We all know the the majority of OSS is released under one or other of the GPL and is thus incompatible with FRAND. If OSS really didn't matter why spend so much time lobbying to block it?

Pamela Chestek said...

I agree with others that there is a fundamental flaw in the authors' premise, that a GPL license requires that the modifications be made available to others. That is simply not true; the requirement is that IF one distributes binary code, one must also provide the matching source code. The survey question asked was fine: "Why did you choose the version you did?" with one possible response "It gave me greater freedom to modify the software." Quite possibly a respondent knew that he or she wanted to customize the software for the person's particular application, but from that one cannot possibly infer that the individual understood that to include a burden to publish the changes because there simply is no such burden.

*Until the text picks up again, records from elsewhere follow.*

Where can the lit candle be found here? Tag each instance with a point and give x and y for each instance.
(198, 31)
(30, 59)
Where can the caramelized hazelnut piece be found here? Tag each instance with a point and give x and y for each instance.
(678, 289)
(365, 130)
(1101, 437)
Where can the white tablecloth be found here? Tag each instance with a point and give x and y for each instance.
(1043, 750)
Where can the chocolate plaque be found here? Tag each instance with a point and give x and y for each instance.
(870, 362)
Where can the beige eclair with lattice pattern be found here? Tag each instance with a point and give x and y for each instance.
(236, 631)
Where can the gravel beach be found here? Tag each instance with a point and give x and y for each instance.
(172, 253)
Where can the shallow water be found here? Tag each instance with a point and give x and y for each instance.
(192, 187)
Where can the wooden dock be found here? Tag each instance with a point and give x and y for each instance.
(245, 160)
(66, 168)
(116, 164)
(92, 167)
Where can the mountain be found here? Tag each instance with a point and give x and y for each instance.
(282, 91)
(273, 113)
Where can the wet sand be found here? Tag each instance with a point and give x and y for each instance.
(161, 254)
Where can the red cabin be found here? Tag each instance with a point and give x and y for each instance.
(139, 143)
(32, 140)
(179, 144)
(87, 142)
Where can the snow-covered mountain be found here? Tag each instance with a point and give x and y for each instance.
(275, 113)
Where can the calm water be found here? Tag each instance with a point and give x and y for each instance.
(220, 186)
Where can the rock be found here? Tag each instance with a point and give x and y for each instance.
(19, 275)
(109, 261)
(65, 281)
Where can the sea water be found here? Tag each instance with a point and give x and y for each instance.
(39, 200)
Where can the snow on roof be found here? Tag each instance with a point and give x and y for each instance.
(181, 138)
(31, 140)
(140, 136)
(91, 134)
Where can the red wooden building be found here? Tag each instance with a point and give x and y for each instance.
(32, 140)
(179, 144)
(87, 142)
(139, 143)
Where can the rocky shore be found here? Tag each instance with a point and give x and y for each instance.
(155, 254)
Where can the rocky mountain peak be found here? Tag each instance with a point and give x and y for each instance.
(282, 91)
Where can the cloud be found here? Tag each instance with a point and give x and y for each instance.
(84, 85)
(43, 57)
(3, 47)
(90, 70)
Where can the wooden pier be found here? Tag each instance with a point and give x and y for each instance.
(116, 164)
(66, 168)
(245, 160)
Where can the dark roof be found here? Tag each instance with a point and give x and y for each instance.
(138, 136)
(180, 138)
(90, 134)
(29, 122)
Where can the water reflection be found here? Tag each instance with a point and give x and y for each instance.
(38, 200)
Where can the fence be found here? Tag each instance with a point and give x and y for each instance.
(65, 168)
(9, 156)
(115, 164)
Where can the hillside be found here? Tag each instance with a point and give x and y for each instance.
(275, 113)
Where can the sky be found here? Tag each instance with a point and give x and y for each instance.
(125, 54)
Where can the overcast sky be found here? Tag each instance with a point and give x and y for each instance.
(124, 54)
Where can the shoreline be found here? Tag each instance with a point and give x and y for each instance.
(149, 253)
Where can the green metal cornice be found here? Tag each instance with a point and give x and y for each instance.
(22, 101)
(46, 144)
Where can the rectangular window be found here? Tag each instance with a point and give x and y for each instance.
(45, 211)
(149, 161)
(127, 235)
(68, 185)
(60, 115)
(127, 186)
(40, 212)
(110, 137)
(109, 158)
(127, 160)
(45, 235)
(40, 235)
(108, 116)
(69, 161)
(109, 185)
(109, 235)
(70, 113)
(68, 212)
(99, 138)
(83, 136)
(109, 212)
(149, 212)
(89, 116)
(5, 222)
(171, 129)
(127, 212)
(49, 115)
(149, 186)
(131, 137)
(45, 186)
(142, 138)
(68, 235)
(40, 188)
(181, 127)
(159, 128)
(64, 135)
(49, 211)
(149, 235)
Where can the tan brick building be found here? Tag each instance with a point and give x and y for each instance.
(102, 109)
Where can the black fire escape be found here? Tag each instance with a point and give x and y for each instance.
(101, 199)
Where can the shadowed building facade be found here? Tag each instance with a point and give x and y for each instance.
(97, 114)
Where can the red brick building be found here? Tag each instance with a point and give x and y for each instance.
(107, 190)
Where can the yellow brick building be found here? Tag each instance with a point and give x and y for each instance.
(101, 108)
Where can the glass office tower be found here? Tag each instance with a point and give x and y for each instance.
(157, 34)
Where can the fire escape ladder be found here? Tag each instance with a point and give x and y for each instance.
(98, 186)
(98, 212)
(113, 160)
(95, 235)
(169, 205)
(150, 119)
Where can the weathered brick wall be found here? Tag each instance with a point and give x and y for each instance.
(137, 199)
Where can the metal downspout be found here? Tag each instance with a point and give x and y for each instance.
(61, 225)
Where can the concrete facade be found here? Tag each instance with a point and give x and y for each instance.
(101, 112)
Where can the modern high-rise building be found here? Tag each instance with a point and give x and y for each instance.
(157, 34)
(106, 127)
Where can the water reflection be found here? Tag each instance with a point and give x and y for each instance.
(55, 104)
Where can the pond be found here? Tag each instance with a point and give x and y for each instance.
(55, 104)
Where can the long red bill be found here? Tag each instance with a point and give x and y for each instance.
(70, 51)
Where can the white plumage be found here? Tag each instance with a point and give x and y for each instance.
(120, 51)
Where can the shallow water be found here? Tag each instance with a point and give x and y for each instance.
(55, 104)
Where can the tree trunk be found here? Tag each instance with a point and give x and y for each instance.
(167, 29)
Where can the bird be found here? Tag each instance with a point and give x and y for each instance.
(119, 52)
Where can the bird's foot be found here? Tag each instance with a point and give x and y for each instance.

The authors accurately stated one reason for a dual licensing scheme: "the belief that customers would want proprietary software because they hoped to improve on it and sell the improvements." (p. 152). The GPL requires that all derivative works be also licensed under the GPL, so a dual licensing scheme provides an alternative licensing vehicle that will allow the licensee to lock up its modifications under a proprietary license. Whether this assumption was an accurate one would have been interesting to learn, but, alas, we'll never know from this study. After determining that there was distribution of modified software by both open source and proprietary licensees, what the authors never probed is what license was actually used for these derivative works, i.e., whether the redistributions of the code acquired under the proprietary license was indeed subsequently distributed under a proprietary, revenue-generating license.

Confusingly instead, the authors characterized the distribution of modified software as "under their own brand" or not which, as far as I can tell, was an attempt at a proxy for whether the modified software was revenue producing or not. However, the question is meaningless. It may have been the legal conclusion of those redistributing the software that the original brand could not be used for modified software, whether redistributed under an open source license or proprietary license. It is therefore false to suggest that the branding has anything to do with either revenue or the type of license used for the redistributed software.

So under "Implications," we have some troubling conclusions. "[The users] often use multiple programs and algorithms, some of which are open source and some of which are proprietary. That sort of mixing is a big worry for open-source lawyers ...." (p. 152). No, it's not. A user can mix and match however he or she pleases, because the licensing requirements for open source software occur on the distribution of the code, not the mere use. Software distributors must ensure that they can and do comply with the licensing obligations for all their inbound licenses, whether those licenses are open source or proprietary, but suggesting that there is or should be any concern at the user level is patently false.

"Curiously, even these improvers seem largely indifferent to the open-source–proprietary line, to the extent that many of them appear to be ignoring the fundamental constraint of open-source software—that you release your improvements to everyone. In fact, it is not clear that they are even aware of the limits on behavior that open-source licenses impose.... Law may matter to makers of open-source software, but it does not appear to affect the behavior of software users." (p. 153). As noted, this is a completely inaccurate statement about open source licenses. It is the authors who are unaware of the behavior that the licenses impose; the users appear to be doing just fine.

Where on earth was peer review on this article?

Anonymous said...

Personally, I use open-source software (when available) rather than proprietary software because it saves me money. Sometimes it's not quite as good, but the rapport qualité-prix is just fine.